Multilevel modelling (MLM) models were conducted to measure the associations of internalizing and externalizing behavior with diversity and selected genera when accounting for extrinsic factors. Selected genera included bacteria with absolute values of taxon weights more than 0.6 and prevalence above 0.2. For MLM models including samples in infancy, extrinsic factors consisted of age, breastfeeding, delivery mode, birth weight and gender. For MLM models in childhood, these factors, as well as antibiotics and age when solid food was introduced, were included. Quantitative extrinsic factors, behavior scores and diversity were converted to z-scores before use. Log transformation was applied to relative abundance data at the genus level. To avoid strong multicollinearity, generalized variance inflation factors (GVIFs) were required to be less than 3. MLM models were built by the lmerTest package.¹⁰³

Significance

Statistically significant level was required with p value less than 0.05.

Acknowledgments

The authors would like to thank the BIBO study children and their parents for their participation, as well as all the students and assistants that collected the data over the years. Also, thanks to Merlijn van Gaal, Steven Aalvink, Ineke Heikamp-de Jong, Henrik Eckermann and Irene van Kroonenburg for research assistance. This research was supported by a Netherlands Organization for Scientific Research VIDI grant (575-25-009, to C de Weerth), and VICI grant (016.Vici.185.038, to C de Weerth). YO was financially supported by a fellowship of the China Scholarship Council. Other support came from the Eat2beNICE project, received funding from the European Union’s Horizon 2020 research and innovation program (grant agreement No. 728018).

Disclosure statement

No potential conflict of interest was reported by the author(s).

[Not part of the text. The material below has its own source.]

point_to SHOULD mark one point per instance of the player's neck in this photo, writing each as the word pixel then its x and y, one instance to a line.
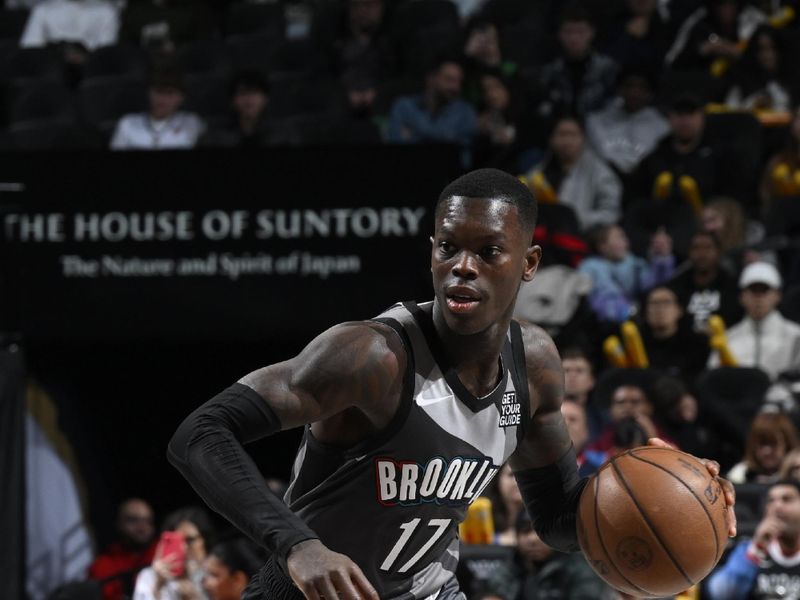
pixel 476 357
pixel 790 545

Data availability statement

Due to the BIBO datasets are parts of an ongoing longitudinal study, the data that support the findings of this study cannot be made publicly available but are available upon request from C de Weerth ([email protected]; https://doi.org/10.5281/zenodo.5500644).

Supplementary material

Supplemental data for this article can be accessed on the publisher’s website.

Additional information

Funding

The authors reported there is no funding associated with the work featured in this article.